Abattage rituel : la liberté religieuse saignée à blanc ?

Abattage rituel : la liberté religieuse saignée à blanc ?

Dans la lignée des nouvelles internationales qui passent incognito, il y en une qui a particulièrement attiré mon attention ces dernières semaines. Le 17 décembre, on apprenait que la Cour de Justice de l’Union européenne tranchait (s’cusez-la) en faveur d’un décret belge limitant les abattages rituels au nom du bienêtre animal. 

Pour être précis, les deux grandes régions de la Belgique ont unanimement voté pour que l’étourdissement (rendre inconscient) des bêtes soit obligatoire avant leur mise à mort.

Pour les Juifs et les musulmans belges, cette nouvelle norme viendrait à l’encontre de leur rituel d’abattage exigeant que la bête soit vivante jusqu’à l’égorgement. Ces derniers sont d’ailleurs montés aux barricades des plus hautes instances législatives du pays pour contester ces décrets. En France, un débat semblable fait polémique depuis dix ans.

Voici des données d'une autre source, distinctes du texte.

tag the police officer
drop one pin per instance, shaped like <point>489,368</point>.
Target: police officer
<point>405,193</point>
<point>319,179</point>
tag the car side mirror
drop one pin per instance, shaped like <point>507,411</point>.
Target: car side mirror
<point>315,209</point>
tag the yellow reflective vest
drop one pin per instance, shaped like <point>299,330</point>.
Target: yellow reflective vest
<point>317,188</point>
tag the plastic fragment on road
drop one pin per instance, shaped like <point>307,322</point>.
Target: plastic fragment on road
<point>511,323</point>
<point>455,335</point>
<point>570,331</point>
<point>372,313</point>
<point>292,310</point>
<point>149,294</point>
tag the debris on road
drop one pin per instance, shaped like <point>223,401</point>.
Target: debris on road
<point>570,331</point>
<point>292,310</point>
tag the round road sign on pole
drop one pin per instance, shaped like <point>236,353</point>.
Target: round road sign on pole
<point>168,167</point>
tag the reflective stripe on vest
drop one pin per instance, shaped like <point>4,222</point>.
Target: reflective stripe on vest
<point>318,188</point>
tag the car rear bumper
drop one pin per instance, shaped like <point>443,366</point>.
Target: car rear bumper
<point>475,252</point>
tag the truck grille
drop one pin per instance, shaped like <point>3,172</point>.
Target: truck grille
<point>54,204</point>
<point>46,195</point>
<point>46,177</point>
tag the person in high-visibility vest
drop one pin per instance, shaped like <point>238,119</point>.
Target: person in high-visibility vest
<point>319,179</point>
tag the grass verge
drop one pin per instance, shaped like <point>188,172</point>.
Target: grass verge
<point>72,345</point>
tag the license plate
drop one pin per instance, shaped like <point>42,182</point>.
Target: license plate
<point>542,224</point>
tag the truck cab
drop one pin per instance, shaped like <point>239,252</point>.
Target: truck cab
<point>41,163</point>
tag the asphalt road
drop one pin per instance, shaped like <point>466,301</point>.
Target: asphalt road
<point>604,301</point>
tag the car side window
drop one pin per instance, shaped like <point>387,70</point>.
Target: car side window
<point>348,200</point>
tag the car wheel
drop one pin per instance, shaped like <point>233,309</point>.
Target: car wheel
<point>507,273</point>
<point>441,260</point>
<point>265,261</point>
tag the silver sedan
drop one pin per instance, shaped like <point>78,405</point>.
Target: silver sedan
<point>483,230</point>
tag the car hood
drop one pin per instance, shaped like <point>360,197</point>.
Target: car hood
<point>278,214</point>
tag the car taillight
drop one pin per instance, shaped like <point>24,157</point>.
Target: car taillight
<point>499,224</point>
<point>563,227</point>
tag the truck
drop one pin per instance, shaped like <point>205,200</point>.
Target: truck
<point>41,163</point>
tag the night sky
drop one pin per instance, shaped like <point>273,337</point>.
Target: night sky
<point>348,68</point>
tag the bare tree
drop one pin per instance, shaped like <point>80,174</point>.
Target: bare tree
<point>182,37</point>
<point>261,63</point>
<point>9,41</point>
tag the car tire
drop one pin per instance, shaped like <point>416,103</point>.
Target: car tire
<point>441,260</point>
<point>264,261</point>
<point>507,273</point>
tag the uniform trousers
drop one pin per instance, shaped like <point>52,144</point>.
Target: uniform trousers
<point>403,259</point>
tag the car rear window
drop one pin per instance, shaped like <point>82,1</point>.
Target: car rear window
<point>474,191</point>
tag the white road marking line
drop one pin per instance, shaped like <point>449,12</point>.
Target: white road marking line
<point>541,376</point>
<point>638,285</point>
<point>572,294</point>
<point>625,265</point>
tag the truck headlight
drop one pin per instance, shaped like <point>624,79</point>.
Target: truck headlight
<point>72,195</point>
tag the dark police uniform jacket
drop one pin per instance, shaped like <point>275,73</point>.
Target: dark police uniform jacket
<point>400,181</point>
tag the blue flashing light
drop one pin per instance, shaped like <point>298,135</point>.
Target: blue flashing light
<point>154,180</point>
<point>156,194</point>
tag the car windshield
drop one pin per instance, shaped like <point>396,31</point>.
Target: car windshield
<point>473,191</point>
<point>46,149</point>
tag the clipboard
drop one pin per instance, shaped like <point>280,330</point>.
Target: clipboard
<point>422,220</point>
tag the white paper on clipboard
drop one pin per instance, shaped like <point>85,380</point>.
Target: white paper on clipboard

Qu’est-ce qu’on a à battre (encore désolé) ici au Québec du droit des animaux et de la liberté religieuse en Belgique ? Eh bien, je parie que ce cas finira par faire jurisprudence jusqu’ici et qu’on se retrouvera à débattre des mêmes enjeux ; aussi bien aiguiser nos lames !

La boite de Pandore est déjà ouverte depuis que la loi 54 concernant l’amélioration de la situation juridique de l’animal a été adoptée en 2015 par l’Assemblée nationale. Certains, comme cette juriste, ont regretté que cette loi n’ait pas proposé de changements concernant les abattages rituels. Jusqu’à présent, l’étourdissement de l’animal n’est pas obligatoire au Québec ni au Canada. 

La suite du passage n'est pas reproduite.